Lettre n. 101

 
 

 

Hoa-Lo-Pa, ce 24. IX. 1939.

 

Ma chère Anna,

il y a six mois que tu ne m'as pas écrit. Je pense méchamment que c'est parce que, dans ma dernière lettre, je t'avais demandé un service ! Bon, que fais­tu chérie dans un pays qui est en guerre. Ainsi donc, il nous faudra toucher du doigt les horreurs dont on nous a bourré les oreilles et les yeux. Il nous faudra, surtout, être héroïques, comme nos prédécesseurs. Sommes-nous prêts ? Il nous faut porter la croix. Ah ! ce n'est pas du tout agréable de porter la croix. J'ai compris un peu ce que ces terribles mots si répétés, si peu pris au sérieux, ont de grave pour notre pauvre caeur. Porter la croix, cela signifie ne plus savoir où donner de la tête, espérer contre l'espérance, croire contre toutes les apparences, aimer quand rien n'est aimable. C'est difficile, n'est-ce pas ? Qui est donc notre Dieu, puisque, pour le servir un peu, un peu comme ça, il faut tant de courage ?

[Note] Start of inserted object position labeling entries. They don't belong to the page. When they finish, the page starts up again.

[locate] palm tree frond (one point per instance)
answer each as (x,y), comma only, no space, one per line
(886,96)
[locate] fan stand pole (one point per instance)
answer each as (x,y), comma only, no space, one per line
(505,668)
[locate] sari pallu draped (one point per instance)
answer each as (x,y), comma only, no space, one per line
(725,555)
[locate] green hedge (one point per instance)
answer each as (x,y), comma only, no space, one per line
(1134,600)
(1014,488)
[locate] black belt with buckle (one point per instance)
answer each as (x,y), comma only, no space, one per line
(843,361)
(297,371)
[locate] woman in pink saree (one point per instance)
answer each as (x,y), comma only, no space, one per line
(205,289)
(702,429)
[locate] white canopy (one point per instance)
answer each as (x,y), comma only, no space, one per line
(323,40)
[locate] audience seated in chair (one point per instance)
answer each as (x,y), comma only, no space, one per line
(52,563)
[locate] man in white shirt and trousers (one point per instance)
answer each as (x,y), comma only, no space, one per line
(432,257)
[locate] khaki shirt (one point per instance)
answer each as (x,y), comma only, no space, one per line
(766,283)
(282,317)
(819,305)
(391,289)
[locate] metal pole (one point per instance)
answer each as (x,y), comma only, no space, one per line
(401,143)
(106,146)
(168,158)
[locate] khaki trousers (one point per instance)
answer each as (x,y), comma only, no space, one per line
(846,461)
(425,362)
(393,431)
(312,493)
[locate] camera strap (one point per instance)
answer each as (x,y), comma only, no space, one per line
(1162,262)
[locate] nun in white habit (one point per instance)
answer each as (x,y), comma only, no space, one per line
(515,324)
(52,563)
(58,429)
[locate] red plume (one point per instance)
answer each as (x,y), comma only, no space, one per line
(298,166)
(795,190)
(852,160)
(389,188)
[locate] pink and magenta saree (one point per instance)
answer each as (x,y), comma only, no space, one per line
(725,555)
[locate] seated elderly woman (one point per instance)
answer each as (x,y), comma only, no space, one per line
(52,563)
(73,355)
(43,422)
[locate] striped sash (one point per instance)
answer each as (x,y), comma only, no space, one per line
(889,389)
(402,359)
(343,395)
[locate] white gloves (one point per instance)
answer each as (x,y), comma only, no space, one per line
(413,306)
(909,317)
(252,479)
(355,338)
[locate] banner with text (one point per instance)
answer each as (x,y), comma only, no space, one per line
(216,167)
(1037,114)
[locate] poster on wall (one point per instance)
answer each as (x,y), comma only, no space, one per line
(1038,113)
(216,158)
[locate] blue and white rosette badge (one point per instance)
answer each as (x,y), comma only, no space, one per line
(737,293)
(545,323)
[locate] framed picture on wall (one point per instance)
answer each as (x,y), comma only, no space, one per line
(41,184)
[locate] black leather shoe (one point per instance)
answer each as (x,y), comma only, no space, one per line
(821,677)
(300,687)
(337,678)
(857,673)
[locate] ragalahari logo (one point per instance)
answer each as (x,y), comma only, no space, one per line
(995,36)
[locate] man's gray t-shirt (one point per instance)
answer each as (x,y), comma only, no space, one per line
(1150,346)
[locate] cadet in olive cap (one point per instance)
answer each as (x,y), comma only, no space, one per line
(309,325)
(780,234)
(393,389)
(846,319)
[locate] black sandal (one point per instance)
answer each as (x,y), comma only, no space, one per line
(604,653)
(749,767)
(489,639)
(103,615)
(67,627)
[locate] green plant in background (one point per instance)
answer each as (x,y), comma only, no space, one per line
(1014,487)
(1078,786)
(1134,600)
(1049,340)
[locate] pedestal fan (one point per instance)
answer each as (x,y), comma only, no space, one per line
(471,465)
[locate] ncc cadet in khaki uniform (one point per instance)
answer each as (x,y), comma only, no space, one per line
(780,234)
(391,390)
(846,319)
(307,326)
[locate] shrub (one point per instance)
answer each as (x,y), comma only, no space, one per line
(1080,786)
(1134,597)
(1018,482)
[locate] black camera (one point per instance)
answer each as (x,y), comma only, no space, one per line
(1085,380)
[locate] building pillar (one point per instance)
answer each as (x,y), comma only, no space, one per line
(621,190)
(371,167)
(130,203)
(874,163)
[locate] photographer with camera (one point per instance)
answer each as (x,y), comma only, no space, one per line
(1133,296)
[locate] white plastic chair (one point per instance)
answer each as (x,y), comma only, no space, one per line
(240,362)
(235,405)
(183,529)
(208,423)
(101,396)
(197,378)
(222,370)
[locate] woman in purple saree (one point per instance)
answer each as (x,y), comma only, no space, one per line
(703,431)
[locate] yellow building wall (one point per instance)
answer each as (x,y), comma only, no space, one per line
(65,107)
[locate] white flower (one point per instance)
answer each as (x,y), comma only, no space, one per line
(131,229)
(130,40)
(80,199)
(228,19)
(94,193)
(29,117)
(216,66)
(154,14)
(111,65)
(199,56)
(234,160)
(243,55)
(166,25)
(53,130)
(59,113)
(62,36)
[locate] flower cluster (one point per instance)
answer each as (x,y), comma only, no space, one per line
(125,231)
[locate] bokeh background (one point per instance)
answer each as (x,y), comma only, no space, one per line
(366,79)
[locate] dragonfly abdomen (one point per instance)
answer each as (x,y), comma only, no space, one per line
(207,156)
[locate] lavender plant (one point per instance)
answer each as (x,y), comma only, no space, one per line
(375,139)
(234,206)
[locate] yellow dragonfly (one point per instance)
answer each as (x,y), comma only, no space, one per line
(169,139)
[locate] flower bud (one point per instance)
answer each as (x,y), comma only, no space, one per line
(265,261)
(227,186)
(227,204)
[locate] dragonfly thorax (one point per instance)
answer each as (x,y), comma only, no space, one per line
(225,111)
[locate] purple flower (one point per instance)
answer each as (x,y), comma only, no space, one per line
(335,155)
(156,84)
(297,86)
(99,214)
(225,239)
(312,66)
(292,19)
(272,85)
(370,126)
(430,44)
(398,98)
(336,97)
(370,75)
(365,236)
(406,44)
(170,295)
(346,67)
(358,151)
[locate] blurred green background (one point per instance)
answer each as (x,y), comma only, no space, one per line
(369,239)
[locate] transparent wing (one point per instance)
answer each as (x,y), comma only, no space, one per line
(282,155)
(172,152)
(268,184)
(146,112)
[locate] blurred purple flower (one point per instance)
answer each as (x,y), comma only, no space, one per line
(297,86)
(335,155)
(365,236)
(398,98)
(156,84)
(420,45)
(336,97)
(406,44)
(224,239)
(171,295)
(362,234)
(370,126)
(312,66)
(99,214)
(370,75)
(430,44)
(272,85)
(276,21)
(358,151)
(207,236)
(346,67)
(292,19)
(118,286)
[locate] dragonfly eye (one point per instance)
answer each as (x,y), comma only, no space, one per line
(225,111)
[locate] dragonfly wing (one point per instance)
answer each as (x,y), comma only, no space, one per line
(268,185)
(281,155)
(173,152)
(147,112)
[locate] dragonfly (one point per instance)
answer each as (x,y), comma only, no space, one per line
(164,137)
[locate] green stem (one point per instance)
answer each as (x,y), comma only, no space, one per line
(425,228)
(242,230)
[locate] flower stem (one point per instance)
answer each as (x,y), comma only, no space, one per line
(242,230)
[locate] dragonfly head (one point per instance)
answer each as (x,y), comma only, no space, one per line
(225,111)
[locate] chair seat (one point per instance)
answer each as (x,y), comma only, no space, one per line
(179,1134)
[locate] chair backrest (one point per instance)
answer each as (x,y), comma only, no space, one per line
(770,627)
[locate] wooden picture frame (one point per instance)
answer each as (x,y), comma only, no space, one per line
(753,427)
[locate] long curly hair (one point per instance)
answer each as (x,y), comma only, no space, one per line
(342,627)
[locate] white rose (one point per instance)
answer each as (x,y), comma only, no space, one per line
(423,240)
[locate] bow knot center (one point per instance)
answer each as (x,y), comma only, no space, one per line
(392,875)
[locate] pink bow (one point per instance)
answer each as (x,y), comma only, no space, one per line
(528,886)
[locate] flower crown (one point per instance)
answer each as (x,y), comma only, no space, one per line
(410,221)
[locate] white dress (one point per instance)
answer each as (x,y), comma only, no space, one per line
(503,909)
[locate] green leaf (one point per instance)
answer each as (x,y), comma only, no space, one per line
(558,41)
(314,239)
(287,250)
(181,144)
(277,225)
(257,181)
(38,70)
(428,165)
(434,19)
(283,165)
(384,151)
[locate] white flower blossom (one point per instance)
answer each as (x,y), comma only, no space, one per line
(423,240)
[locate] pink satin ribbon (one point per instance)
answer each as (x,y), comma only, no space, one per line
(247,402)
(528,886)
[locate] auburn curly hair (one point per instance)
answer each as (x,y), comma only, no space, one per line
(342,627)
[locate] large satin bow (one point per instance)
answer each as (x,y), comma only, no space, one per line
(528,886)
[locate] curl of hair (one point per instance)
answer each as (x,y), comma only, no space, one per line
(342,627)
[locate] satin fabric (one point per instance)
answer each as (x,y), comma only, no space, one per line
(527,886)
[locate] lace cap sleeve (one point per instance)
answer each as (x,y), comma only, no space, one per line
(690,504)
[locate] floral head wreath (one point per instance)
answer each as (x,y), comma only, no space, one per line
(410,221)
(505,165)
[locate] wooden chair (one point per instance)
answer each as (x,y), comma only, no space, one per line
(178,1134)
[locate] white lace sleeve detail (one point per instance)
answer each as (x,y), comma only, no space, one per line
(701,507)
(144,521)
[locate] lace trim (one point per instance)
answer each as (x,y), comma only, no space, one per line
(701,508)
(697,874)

Oui, ma chère, je suis en proie à toutes sortes de difficultés pécuniaires, difficultés d'approvisionnement, difficultés de ceci et de cela. Le diable s'y met et il tient bon. Avec tes prières, ce qu'il y a de certain, c'est que je ne flancherai pas non plus.

Mon école, somme toute, prospère. J'ai lancé un théâtre qui a réussi. Je vais commencer, les travaux des champs une fois finis, toute une série de prédications, d'où j'espère tirer quelques baptêmes. Sois avec moi.

Et pour toi, aussi, fais du bien, du bien à tout le monde. Tout le monde en mérite, parce que tout le monde est misérable.

Respectueuses salutations à ta Révérende Mère et à toutes les Soeurs.

M. Tornay.

 

N. B. Ma nouvelle adresse ne change rien. Écris toujours à Weisi. De Weisi ici, il n'y a pas de poste. Les deux villages ne sont distants que de deux heures.